Chicken Thighs In Cream Sauce
Recipe: #21155
October 01, 2015
Categories: Chicken, Sunday Dinner, No Eggs, Bone-in Pieces, Chicken Dinner, more
"We love this so much it's pretty much regular dish at least twice a month"
Ingredients
Nutritional
- Serving Size: 1 (327 g)
- Calories 731.7
- Total Fat - 55.2 g
- Saturated Fat - 19.1 g
- Cholesterol - 239.7 mg
- Sodium - 1730.7 mg
- Total Carbohydrate - 11.7 g
- Dietary Fiber - 1.8 g
- Sugars - 1.3 g
- Protein - 45.7 g
- Calcium - 49.7 mg
- Iron - 2.5 mg
- Vitamin C - 3.4 mg
- Thiamin - 0.4 mg
Step by Step Method
Step 1
Fry the bacon pieces in a skillet till nicely brown. Remove the bacon with a slotted spoon and set aside, while leaving all the fat in the pan.
Step 2
Season the flour with salt and pepper, and dredge each chicken piece lightly with the flour mixture.
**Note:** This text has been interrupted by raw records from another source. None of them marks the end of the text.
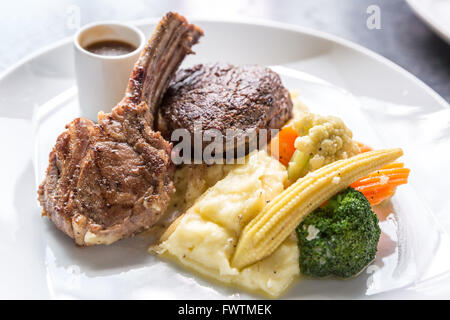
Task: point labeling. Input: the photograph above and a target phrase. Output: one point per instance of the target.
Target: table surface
(403, 38)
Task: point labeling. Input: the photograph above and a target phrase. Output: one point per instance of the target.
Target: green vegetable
(297, 165)
(339, 239)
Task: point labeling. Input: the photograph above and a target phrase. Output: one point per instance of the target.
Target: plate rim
(260, 23)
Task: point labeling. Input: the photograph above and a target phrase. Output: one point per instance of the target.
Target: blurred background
(27, 26)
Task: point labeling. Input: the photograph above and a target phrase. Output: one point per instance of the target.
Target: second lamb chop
(109, 180)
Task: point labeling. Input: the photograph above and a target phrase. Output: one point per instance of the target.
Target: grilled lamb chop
(109, 180)
(222, 96)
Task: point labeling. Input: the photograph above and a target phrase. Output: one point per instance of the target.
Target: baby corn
(283, 214)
Add the chicken pieces one by one to the skillet, fry on medium-high heat for 3-4 minutes on each side till golden brown. Remove the chicken and set aside.
Step 3
In the same pan (adding the butter if needed) add onions, fry till the onions are very soft. Add in garlic, stir cooking 1-2 minutes.
Step 4
To skillet, add cooked bacon, oregano, and chicken stock, bring to a boil. Whisk 1 tablespoon of flour to 1/4 cup water and stir till no lumps are visible. Add this to the pan, and stir continuously while bringing to a boil. The sauce should thicken up slightly.
Step 5
To skillet, add the browned chicken pieces, cover and cook for 20 minutes. Once the chicken is cooked, stir in the cream. Add a little more broth if required. Adjust the seasoning and switch off the flame. Stir in the parsley and serve hot.
Tips
No special items needed.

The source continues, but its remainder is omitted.